On a related note, have you glanced at what’s going on with charter schools in WA?

Cruiser's avatar

@jerv You must not have/had kids in school because vouchers are not at all about the high cost of an education. Vouchers are intended to provide money that a family has already paid to a public school district in property taxes so said family can then have a choice as to which school they desire their child to attend BECAUSE so many school are under performing these days and many bright kids get a marginal education as a result. Vouchers allow the family to spend their educational dollars where they best see fit as opposed to having to be forced to attend crappy school districts. In the end vouchers would in many cases not be needed if we hired teachers based on their performance and not by crappy teachers getting to stay teaching because of tenure.

_Seek_'s avatar

Except that you can’t judge a teacher before you’ve worked with them, and you have to apply for school choice a good six to eight months before the beginning of the school year. And then you will likely end up going to the local school anyway because the “good schools” fill up quickly, especially because preference is given to families with more than one child.

If you realise a teacher or school doesn’t work for you a third of the way through the year, the voucher system doesn’t help.

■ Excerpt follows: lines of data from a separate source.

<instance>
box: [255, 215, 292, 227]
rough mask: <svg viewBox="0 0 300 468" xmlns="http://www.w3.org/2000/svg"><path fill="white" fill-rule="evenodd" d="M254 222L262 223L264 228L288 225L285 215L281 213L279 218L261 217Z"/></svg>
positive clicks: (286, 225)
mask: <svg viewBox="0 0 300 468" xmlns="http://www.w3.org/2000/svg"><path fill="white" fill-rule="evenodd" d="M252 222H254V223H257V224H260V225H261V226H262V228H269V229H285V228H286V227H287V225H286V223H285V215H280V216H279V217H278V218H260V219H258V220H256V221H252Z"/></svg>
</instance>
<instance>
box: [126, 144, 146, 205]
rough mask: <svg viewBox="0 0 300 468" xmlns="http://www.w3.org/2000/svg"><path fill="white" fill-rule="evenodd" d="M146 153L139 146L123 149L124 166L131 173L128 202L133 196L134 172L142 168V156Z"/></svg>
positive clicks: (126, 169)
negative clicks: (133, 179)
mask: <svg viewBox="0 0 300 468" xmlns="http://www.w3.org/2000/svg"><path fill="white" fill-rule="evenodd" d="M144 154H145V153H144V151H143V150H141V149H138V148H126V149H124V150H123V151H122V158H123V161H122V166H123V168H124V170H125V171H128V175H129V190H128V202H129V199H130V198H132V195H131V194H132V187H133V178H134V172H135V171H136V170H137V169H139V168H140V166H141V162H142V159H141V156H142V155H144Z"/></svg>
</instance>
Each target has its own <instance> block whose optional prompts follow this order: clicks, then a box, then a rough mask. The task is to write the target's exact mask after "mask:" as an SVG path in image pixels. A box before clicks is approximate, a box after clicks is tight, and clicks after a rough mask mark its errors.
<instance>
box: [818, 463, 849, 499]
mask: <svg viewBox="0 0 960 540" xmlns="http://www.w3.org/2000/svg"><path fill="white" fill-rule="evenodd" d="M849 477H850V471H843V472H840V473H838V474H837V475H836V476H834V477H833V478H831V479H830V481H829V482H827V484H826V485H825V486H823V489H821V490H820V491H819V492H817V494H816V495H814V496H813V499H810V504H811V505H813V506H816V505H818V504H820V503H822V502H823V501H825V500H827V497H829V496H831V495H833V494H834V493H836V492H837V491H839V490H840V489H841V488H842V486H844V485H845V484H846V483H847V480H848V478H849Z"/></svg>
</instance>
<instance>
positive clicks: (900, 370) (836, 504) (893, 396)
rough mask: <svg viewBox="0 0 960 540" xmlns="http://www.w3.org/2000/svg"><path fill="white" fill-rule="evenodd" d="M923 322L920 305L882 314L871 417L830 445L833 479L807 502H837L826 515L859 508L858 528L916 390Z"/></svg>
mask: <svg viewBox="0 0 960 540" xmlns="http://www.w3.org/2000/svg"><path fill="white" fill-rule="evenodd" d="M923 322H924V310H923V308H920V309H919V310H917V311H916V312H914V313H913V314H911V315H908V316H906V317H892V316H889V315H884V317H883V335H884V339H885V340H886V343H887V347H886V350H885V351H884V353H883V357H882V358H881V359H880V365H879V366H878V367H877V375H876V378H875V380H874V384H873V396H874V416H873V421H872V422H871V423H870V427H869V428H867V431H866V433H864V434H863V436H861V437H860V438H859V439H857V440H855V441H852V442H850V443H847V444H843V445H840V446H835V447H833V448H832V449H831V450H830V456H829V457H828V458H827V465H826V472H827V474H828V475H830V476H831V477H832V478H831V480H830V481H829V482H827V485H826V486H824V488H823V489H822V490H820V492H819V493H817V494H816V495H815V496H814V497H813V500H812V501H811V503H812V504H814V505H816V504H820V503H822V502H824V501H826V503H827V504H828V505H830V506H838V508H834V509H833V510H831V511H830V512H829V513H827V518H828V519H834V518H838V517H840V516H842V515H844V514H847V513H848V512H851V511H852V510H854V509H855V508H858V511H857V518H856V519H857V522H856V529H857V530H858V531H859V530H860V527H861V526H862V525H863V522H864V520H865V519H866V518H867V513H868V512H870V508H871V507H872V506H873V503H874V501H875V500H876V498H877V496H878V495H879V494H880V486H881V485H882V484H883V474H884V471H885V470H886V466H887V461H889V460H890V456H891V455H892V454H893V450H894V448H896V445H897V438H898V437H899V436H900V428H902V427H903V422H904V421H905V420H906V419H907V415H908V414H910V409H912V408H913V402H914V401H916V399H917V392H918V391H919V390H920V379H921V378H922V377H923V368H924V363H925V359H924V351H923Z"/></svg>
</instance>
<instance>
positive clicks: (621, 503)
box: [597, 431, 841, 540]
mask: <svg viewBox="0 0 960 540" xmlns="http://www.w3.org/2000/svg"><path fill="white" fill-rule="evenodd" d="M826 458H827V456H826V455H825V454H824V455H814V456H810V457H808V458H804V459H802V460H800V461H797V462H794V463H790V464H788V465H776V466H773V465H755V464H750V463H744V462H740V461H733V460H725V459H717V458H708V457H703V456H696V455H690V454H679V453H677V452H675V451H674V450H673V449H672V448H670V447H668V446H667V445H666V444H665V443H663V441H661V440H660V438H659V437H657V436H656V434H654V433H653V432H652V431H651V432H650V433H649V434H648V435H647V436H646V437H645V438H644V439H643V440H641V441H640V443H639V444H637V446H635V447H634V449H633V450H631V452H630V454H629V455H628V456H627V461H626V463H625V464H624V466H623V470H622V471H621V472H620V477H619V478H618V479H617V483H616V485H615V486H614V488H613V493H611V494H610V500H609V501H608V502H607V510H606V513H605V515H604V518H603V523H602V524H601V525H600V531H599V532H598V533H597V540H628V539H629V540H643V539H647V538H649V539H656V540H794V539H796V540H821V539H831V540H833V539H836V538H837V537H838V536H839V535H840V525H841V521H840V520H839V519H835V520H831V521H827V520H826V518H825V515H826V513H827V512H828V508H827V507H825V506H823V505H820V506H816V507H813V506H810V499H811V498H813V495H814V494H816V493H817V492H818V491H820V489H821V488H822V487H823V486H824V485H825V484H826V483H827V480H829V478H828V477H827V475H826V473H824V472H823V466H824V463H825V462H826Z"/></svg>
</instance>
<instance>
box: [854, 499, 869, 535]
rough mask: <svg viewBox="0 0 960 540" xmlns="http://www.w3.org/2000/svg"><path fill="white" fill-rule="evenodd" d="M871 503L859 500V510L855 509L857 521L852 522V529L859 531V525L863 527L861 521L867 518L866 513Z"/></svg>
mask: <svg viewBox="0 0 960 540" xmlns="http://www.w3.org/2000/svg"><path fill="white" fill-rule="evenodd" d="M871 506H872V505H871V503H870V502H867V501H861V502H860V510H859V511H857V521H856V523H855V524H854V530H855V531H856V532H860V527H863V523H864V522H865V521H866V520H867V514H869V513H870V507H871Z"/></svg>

Really the only people who benefit from the voucher system are people who send their kids to a school close to their job, rather than close to home, so they don’t get charged extra for picking the kids up late from after school care when traffic is heavy.

Cruiser's avatar

I see your points @Seek and they are all valid but in only specific situations. Our second home we had was our dream home and when it became time to send our son to first grade we encountered nothing but problems with the school and not any specific teacher just the school as there were so many immigrants that half the day was spent teaching the kids to read and write English. Because there were no other options available in the school, we finally upped and moved because our son was beyond bored with school. Had we had a voucher to apply towards tuition at a nearby private school we may have been able stay in our home.

_Seek_'s avatar

Sounds like your situation was quite specific.

Cruiser's avatar

@Seek Yes my situation is specific, but not unusual as my situation then is why private schools exist and why so many home school. Also vouchers would benefit all the others who have to endure mediocre education in public schools because they do not have the extra income to afford a switch.